Stanislas Lucienne : “l'impact de la crise sur les finances communautaires est important” (1/2)

Les intercommunalités étaient présentées comme des locomotives du développement économique local avant la crise sanitaire. Peut-on dire qu’elles sont devenues des amortisseurs lorsque celle-ci a éclaté ?

Cette image de locomotive doit de mon point de vue être nuancée pour deux raisons complémentaires. Tout d’abord, du fait de la part prise par les régions depuis le tournant des années 1990 dans le développement économique local. Les régions sont devenues des acteurs importants de sa dynamique et l’action des EPCI n’est pleinement efficace qu’autant qu’une synergie vertueuse se crée entre eux et elles. Ensuite, il faut garder à l’esprit que le bloc communal est loin de former un tout monolithique. La réalité des EPCI doit pour cette raison être envisagée au cas par cas, dès lors que leur capacité à faire face aux évènements a bien sûr été contrainte par leurs spécificités propres. Les réponses apportées à la crise ont immanquablement varié d’un établissement à l’autre, du fait d’un paysage intercommunal divers aux moyens financiers et humains disparates.

Ce qui ne veut pas dire que cet échelon de proximité n’a pas su jouer son rôle au cœur de l’épidémie. Les intercommunalités ont, comme tout le monde territorial, cherché à être au plus près des populations avec beaucoup d’inventivité. C’est surtout cette dernière que je retiendrais de cette période : cette capacité des EPCI à faire preuve de résilience pour s’adapter aux évènements et répondre aux besoins de leurs administrés, simples particuliers ou opérateurs économiques, parfois avec peu de moyens humains et financiers.

Quelles ont été les actions marquantes prises par votre territoire pour faire face aux évènements ?

La Communauté de communes de Roumois Seine (CCRS) a la particularité d’avoir en charge plusieurs services à la population dans le champs de l’éducation et de la jeunesse ou en direction des personnes âgées – autant de services qui sont sources d’emplois directs et indirects et donc de retombées économiques importantes pour le territoire.

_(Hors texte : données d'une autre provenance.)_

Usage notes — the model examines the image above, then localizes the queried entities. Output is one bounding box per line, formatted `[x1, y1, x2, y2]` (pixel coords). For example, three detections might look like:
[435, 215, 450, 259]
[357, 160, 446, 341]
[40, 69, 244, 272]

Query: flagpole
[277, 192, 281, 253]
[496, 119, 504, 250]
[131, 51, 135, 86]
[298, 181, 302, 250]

Garantir le niveau de service pour permettre la continuité de ces emplois et des activités d’intérêt général qui vont avec a été en soit un défi, comme pour de nombreux territoires. Par exemples, le maintien du service d’instruction du droit des sols ou de compétences comme les déchets ou l’assainissement a représenté et représente dans ce contexte un effort important.

Pour y parvenir, nous avons certes parfois fait le choix de nous appuyer sur les nouvelles technologies, de façon à allier santé des agents et continuité du service public. Le télétravail a pu être utile à la poursuites de certaines actions pour identifier les opérateurs économiques du territoire en grandes difficultés et les informer des mesures d’aides auxquels ils avaient droit. Roumois Seine a en effet cherché, à chaque fois que cela était possible, à être un relais de proximité des différents dispositifs d’accompagnement financier pour le monde des entreprises. Sans compter sa participation au financement des dispositifs de soutien mis en place par l’État ou par les régions. La visio-conférence a en parallèle également parfois été un atout en termes de management des équipes et de coordination des actions entre les différents acteurs publics et privés associés à la gestion de la crise.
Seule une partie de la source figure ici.